When portfolio managers take a position in a company’s shares, or even think about taking a position, it’s a highly analytical process. But interpersonal dynamics have an impact too. When a CEO makes an investor’s Spidey sense tingle, it can derail the investor’s interest. Here’s some ways I’ve seen CEOs get on the wrong side of an investor.
Outsized compensation. Despite prevailing sky-high compensation for CEOs, it still makes investors jumpy. Among S&P 500 companies, the CEO’s salary has less of an impact. But among small and mid-cap companies the impact is larger. When a CEO is making $5 million a year, the investor will register a risk that the CEO might be fat, happy and overly motivated to maintain the status quo.
Company shares are a small part of overall wealth. If a company stumbles, and the portfolio manager (and his or her investors) lose, they want the CEO to lose too. It’s not vindictive, but rather a question of aligning interests. When a vast majority of the CEO’s wealth is tied up in the company’s shares, this alignment is achieved.
Always selling. Some CEOs spend most of their time talking and meeting with potential investors.
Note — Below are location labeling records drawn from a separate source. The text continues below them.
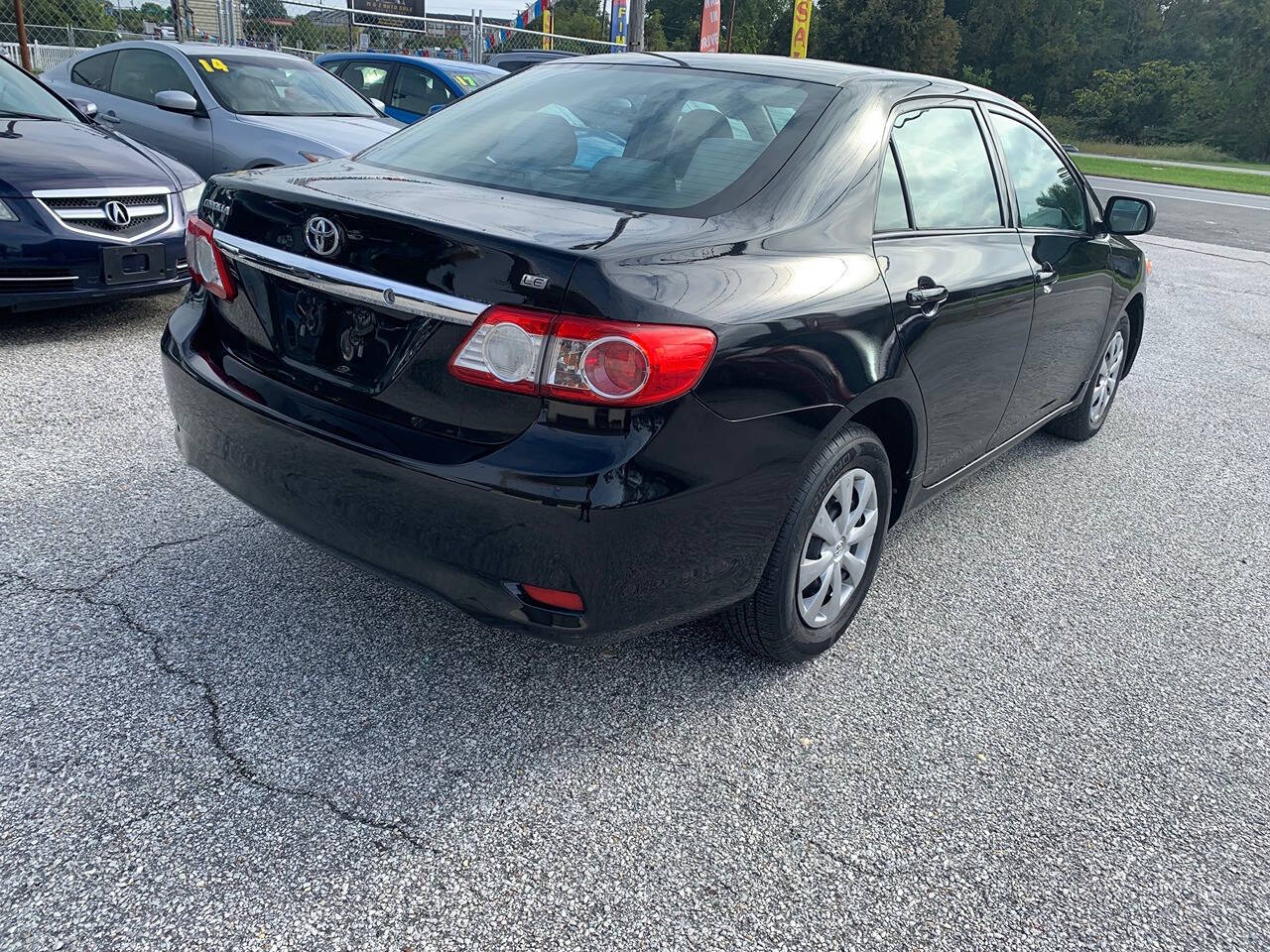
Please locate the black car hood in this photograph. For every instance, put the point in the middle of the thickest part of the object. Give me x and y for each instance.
(42, 154)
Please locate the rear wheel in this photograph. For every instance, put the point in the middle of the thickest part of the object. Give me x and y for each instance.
(1087, 419)
(825, 556)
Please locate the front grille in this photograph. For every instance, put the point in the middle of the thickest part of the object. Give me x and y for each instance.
(94, 213)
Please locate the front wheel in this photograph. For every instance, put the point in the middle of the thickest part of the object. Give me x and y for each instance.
(825, 556)
(1087, 419)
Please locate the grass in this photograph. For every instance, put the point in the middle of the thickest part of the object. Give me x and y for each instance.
(1174, 175)
(1178, 153)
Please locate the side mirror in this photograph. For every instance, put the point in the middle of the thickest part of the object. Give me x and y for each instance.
(1129, 216)
(85, 108)
(176, 100)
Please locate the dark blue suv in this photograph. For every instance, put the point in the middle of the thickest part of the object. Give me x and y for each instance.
(85, 214)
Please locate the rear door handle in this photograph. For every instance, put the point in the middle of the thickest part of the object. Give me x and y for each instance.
(928, 296)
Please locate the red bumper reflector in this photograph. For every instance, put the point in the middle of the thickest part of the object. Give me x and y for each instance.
(554, 598)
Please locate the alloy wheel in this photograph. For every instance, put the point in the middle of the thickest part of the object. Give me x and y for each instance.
(835, 549)
(1107, 376)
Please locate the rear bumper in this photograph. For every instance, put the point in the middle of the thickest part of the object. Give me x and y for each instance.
(670, 521)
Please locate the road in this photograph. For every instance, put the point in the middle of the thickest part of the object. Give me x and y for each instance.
(1198, 213)
(1047, 728)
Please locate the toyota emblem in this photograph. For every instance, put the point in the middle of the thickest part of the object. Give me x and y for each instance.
(116, 212)
(322, 236)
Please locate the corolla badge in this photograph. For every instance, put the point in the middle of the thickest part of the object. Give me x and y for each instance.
(322, 236)
(117, 213)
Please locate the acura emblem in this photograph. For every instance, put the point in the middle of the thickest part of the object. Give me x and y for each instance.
(322, 236)
(116, 212)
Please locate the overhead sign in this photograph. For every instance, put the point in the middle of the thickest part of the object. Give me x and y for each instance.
(802, 27)
(617, 23)
(710, 19)
(397, 8)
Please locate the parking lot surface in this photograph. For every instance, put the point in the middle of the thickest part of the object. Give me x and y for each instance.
(1047, 728)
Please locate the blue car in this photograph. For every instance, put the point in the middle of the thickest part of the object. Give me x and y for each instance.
(409, 86)
(85, 213)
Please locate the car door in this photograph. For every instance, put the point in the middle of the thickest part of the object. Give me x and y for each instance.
(414, 91)
(139, 76)
(1074, 280)
(959, 282)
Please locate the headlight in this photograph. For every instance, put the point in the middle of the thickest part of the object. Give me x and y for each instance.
(190, 198)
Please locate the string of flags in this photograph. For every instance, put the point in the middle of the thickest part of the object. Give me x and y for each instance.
(522, 21)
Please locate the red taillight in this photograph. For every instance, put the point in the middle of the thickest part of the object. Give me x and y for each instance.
(554, 598)
(581, 359)
(204, 259)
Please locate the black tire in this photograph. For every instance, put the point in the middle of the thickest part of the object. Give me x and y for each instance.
(769, 624)
(1079, 424)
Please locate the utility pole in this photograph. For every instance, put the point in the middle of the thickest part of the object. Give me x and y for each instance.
(635, 27)
(21, 22)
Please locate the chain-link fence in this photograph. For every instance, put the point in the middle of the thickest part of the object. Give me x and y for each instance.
(58, 30)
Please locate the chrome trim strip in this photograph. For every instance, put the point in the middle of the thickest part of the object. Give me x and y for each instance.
(102, 191)
(1008, 444)
(350, 285)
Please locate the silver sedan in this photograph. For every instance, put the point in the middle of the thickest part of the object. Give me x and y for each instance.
(222, 108)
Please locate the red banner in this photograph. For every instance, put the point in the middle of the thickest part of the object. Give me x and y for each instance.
(710, 19)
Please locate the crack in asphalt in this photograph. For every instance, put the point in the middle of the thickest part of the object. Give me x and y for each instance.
(240, 766)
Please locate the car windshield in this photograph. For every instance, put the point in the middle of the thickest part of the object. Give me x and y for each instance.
(259, 85)
(22, 95)
(649, 137)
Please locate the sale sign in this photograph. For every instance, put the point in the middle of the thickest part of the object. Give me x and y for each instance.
(710, 19)
(802, 27)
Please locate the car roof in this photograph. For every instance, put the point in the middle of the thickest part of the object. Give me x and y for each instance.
(837, 73)
(439, 62)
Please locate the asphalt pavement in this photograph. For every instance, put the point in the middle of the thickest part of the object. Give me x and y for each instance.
(1199, 213)
(1047, 729)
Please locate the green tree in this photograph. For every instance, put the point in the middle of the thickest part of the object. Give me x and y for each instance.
(898, 35)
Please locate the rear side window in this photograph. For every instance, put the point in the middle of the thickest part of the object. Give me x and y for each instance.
(140, 73)
(417, 91)
(945, 166)
(1049, 195)
(684, 136)
(94, 71)
(892, 213)
(366, 79)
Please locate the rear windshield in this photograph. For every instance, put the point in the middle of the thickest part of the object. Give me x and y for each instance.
(259, 85)
(658, 139)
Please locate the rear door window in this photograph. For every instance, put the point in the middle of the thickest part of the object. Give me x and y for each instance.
(1048, 194)
(140, 73)
(94, 71)
(945, 164)
(892, 212)
(417, 90)
(366, 77)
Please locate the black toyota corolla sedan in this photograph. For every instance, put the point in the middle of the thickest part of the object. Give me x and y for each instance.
(590, 393)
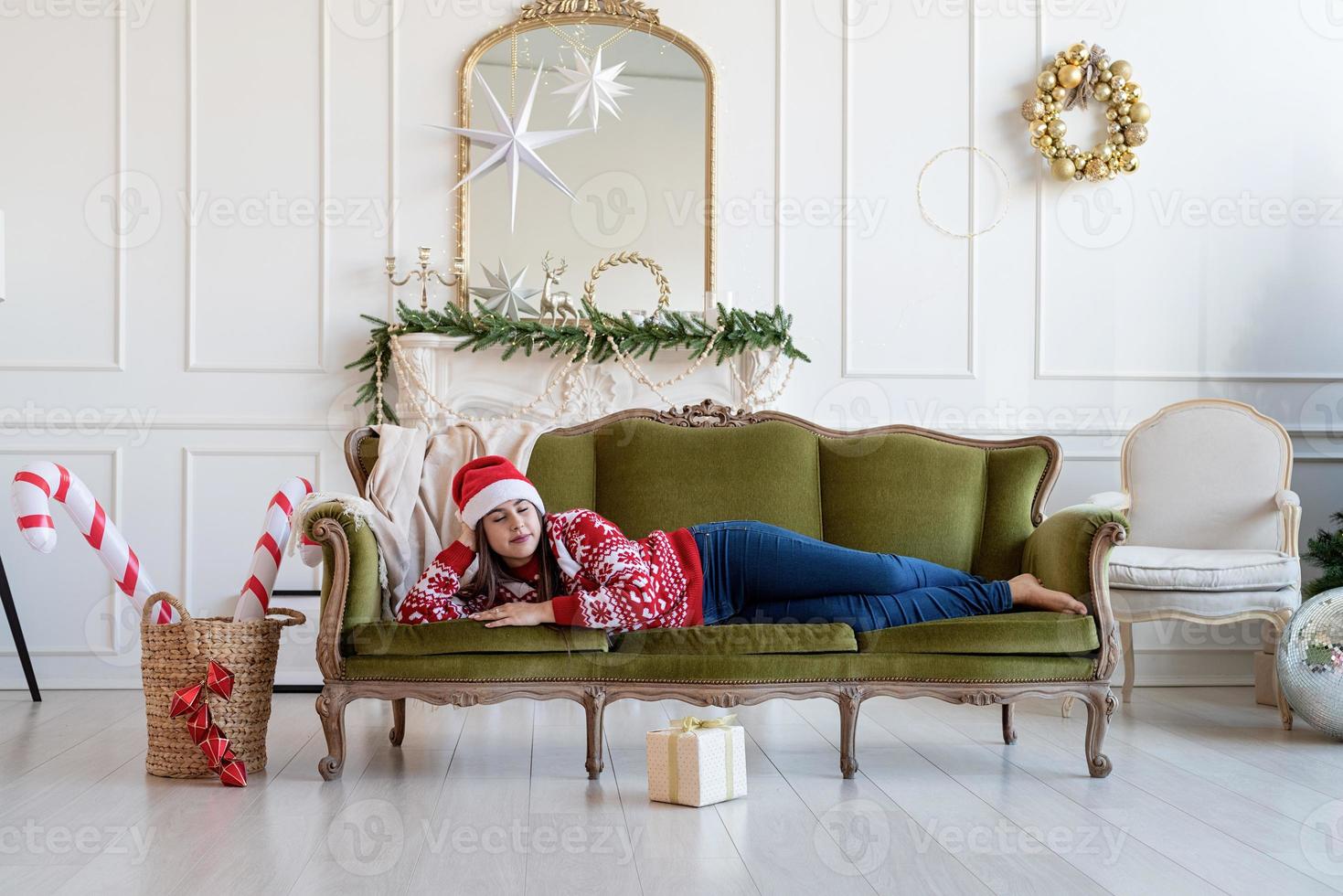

CEO access is a positive, but only to a point. When CEOs are always selling stock, they’re not managing and investors are attuned to this. From an IR perspective, it can be far more productive to meet with existing investors and squelch selling at the source than fishing for new investors.
Arriving with an entourage. For a non deal roadshow, when there’s a single portfolio manager with a notepad sitting across from 6 company representatives, it’s awkward. Further, the investor starts asking: Does the CEO have an outsized ego? Is the CEO insecure? Are other company executives afraid to have the CEO talk to investors alone?
Deal oriented. Investors can smell a ‘deal guy’ a mile away. There’s nothing wrong with being transactionally oriented per se, but it establishes a hurdle the CEO must overcome. Specifically, the investor is left to wonder: is this CEO a steward of long term value or simply the architect of the next transaction?
None of these traits are deal killers per se. However, what they can do is establish a negative perception that must be overcome, or worse, gets exacerbated over time.
Meeting with investors seems compulsory, but it isn’t. And it’s rife with risks too. Remember, the very best investor relations program includes a CEO who sticks to his or her knitting and grows earnings.